Knowledge Distillation via Token-level Relationship Graph

Shuoxi Zhang,Hanpeng Liu,Kun He
2023-06-20
Abstract:Knowledge distillation is a powerful technique for transferring knowledge from a pre-trained teacher model to a student model. However, the true potential of knowledge transfer has not been fully explored. Existing approaches primarily focus on distilling individual information or instance-level relationships, overlooking the valuable information embedded in token-level relationships, which may be particularly affected by the long-tail effects. To address the above limitations, we propose a novel method called Knowledge Distillation with Token-level Relationship Graph (TRG) that leverages the token-wise relational knowledge to enhance the performance of knowledge distillation. By employing TRG, the student model can effectively emulate higher-level semantic information from the teacher model, resulting in improved distillation results. To further enhance the learning process, we introduce a token-wise contextual loss called contextual loss, which encourages the student model to capture the inner-instance semantic contextual of the teacher model. We conduct experiments to evaluate the effectiveness of the proposed method against several state-of-the-art approaches. Empirical results demonstrate the superiority of TRG across various visual classification tasks, including those involving imbalanced data. Our method consistently outperforms the existing baselines, establishing a new state-of-the-art performance in the field of knowledge distillation.
Machine Learning,Artificial Intelligence
What problem does this paper attempt to address?
The paper attempts to address the problem of how to more effectively transfer information from the teacher model to the student model during the knowledge distillation process.

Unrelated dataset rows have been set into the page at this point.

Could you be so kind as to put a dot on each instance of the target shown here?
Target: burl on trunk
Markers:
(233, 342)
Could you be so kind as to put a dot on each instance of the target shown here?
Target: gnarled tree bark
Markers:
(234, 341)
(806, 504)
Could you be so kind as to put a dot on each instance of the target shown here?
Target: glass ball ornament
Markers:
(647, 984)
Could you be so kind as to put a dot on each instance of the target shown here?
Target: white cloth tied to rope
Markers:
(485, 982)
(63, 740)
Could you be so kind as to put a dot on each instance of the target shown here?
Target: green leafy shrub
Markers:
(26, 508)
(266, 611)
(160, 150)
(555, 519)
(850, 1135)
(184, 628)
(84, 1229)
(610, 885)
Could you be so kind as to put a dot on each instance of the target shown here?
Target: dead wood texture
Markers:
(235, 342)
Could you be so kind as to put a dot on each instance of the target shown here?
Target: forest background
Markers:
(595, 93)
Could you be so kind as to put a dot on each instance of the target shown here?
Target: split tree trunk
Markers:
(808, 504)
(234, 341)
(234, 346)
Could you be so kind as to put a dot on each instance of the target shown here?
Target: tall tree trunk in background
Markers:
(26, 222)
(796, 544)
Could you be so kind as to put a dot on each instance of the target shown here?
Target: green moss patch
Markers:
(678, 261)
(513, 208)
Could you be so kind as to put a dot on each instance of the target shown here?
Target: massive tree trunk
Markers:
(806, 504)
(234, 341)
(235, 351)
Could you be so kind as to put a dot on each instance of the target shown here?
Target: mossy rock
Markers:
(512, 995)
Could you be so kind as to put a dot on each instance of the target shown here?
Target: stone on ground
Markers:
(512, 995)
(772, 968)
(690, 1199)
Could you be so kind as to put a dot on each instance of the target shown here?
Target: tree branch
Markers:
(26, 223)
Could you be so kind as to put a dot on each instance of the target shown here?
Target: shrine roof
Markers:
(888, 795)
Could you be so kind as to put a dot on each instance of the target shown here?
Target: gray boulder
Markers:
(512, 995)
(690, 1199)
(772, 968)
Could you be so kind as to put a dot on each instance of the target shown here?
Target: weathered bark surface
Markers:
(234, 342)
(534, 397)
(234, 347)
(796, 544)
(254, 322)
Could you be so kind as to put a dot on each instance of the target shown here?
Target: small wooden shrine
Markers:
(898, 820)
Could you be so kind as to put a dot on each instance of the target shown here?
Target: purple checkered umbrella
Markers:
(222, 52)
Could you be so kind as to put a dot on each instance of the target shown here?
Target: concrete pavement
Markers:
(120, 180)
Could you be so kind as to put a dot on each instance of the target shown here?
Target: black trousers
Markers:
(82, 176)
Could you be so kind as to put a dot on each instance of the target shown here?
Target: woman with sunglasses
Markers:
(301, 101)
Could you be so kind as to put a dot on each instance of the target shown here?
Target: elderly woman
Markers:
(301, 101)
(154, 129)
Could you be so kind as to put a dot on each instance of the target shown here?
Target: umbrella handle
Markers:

Existing knowledge distillation methods mainly focus on instance-level relationships, while valuable information embedded in token-level relationship graphs is often overlooked. This can lead to information loss, especially when dealing with imbalanced datasets, where the long-tail effect further exacerbates this issue. To address the above limitations, the authors propose a new method called Token Relationship Graph-based Knowledge Distillation (TRG), which leverages token-level relationship graphs to enhance the effectiveness of knowledge distillation. By using TRG, the student model can effectively mimic the high-level semantic information in the teacher model, thereby improving the distillation results. Additionally, to further enhance the learning process, the authors introduce a method called context loss, which encourages the student model to capture the semantic context of instances within the teacher model. Experimental results show that the TRG method performs excellently in various visual classification tasks, especially when dealing with imbalanced datasets, achieving better performance compared to existing baseline methods.